Parvati Magazine: In your memoir “Coming to my Senses”, you talk about your experience of opening a restaurant in Berkeley during the counterculture revolution. What was that time in your life like?

Alice Waters: When I opened Chez Panisse in 1971, I had been deeply involved in the counterculture and was disillusioned by the corruption and darkness of American politics. Feeding delicious food to the people around me felt like the only hopeful thing I could do. I didn’t see myself as a food activist at the time; I thought food was the way to bring people together around the table to discuss the issues of our time. I didn’t understand that food itself is profoundly linked to politics—and that the choices we make surrounding food can have real power.

Parvati Magazine: You founded the Edible Schoolyard Project, which advocates for a free school lunch for all children. How did this come about?

Alice Waters: The Edible Schoolyard Project began in 1995 at Martin Luther King, Jr. Middle School in Berkeley. I passed this school every day on my way to work, and I started to become conscious of how broken down our public schools were. The school’s principal asked if I would help create a garden on campus. Since then we have established a global network of 6000 similar kitchen and garden programs. The students are learning by doing, falling in love with their lessons—and at the same time, they’re falling in love with Nature and absorbing the essential values of stewardship, nourishment, and community. Everything we create is documented and shared for free at edibleschoolyard.org.

Parvati Magazine: You have been Vice President of Slow Food International for many years. What drew you to this movement?
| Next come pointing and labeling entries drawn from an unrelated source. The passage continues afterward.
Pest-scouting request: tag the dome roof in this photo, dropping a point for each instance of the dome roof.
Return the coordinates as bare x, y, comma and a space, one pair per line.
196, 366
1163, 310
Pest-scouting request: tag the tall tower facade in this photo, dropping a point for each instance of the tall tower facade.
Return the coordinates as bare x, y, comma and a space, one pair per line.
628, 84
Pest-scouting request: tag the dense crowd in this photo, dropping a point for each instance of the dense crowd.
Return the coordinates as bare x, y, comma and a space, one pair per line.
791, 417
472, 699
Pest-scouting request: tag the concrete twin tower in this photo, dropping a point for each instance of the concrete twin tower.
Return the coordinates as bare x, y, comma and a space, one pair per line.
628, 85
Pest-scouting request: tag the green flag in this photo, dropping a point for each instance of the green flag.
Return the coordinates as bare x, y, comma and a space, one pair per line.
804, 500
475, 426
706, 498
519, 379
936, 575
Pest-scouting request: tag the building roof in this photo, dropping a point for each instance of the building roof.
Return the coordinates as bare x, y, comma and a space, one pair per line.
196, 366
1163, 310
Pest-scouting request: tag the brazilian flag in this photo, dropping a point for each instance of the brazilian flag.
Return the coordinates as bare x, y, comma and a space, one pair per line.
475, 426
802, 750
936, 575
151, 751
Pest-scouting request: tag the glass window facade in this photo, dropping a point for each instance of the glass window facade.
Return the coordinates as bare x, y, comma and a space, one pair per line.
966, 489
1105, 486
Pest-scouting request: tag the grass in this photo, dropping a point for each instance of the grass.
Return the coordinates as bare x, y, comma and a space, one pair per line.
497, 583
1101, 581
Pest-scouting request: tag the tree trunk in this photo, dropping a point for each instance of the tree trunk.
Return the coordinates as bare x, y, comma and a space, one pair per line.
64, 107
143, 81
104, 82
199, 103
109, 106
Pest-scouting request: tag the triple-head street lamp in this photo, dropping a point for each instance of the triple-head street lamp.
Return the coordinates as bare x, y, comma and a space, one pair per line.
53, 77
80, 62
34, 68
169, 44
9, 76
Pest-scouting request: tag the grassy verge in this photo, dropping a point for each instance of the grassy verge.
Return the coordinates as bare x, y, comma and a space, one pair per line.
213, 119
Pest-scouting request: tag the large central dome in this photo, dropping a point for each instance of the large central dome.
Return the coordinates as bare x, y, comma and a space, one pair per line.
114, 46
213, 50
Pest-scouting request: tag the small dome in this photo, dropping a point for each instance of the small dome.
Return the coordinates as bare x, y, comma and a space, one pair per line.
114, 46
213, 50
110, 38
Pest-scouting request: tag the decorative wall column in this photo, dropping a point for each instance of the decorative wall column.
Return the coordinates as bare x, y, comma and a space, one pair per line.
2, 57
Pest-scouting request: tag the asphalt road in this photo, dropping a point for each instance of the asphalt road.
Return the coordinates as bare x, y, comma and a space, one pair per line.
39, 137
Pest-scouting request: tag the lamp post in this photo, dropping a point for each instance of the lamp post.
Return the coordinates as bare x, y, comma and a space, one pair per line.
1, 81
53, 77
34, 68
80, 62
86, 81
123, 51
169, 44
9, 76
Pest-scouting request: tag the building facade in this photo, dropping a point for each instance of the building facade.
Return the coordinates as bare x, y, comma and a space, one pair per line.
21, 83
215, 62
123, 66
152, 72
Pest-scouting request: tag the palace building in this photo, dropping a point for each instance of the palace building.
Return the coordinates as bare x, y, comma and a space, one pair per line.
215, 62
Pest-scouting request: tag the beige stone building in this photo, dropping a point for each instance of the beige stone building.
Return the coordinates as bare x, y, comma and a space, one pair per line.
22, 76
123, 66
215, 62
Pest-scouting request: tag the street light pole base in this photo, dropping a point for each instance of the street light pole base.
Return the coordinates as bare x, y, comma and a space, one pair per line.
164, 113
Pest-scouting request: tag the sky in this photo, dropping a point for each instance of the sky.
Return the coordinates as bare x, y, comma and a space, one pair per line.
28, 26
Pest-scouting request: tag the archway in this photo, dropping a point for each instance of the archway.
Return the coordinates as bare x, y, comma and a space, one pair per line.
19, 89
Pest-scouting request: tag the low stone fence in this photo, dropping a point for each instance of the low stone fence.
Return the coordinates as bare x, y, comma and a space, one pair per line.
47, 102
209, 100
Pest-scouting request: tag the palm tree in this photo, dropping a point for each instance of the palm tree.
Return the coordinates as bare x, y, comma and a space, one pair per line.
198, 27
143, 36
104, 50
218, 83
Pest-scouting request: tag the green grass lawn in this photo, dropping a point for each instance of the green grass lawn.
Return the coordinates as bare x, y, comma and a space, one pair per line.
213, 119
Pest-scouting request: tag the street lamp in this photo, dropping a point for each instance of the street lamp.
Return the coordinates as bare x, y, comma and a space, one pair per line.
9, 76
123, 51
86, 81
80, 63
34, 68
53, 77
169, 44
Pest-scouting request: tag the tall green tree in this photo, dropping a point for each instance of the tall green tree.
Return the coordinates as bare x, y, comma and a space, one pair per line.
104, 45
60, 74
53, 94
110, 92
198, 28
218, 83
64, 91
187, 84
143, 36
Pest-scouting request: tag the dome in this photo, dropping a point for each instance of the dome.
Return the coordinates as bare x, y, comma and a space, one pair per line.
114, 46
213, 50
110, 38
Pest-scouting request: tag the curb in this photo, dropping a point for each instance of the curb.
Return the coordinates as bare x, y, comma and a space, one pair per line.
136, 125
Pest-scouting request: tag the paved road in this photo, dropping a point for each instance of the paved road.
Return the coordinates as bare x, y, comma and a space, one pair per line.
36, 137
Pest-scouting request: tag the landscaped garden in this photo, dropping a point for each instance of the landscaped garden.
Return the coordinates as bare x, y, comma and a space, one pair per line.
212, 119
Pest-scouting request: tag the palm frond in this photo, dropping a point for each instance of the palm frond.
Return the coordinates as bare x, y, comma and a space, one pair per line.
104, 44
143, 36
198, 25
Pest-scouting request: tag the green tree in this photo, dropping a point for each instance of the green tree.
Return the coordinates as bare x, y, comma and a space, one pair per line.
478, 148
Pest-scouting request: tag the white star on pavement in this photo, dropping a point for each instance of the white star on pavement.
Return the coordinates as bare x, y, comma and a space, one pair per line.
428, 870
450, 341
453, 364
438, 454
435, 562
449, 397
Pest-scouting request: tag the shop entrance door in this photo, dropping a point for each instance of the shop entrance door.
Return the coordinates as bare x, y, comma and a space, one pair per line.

Alice Waters: Food connects us to the rest of the world, to Nature, and to beauty. Slow Food is a way to counteract the values of fast food—those values that tell us that more is always better; that our resources are limitless; that everything should be available to us all year round; that food should always be “fast, cheap, and easy.” Food cannot be separated from tradition, from the land, from farm workers’ rights, from our health, and from the threats to biodiversity.

Parvati Magazine: What new trends in the culinary world have caught your attention?

Alice Waters: I think of food seasonally and regionally. The food industry loves to impose their own self-created trends on us, whether that’s an Impossible Whopper or avocado toast. I always want to know how food is grown and where it’s coming from, not just what’s the latest trending ingredient. The most important thing we still haven’t learned yet is where our food comes from, and how nourishing it can be if it’s grown regeneratively.

Parvati Magazine: What is next for you?

Alice Waters: I really hope we can realize the vision of the Edible Schoolyard Project. We want to make a model in the state of California for edible education and at the same time address climate change, which is the biggest issue of our time. I also want to start an intergenerational commune! One that gives people the opportunity to do meaningful work. I think it’s crucially important that we continue to have meaningful lives when we’re older: for economic reasons, for health reasons, for spiritual reasons. We need to learn how to live together.

Alice Waters is a chef, food activist, author of fifteen cookbooks, and the founder and owner of Chez Panisse Restaurant in Berkeley, California. Alice was awarded the National Humanities Medal by US President Barack Obama in 2015, proving that eating is a political act and a powerful means toward social justice.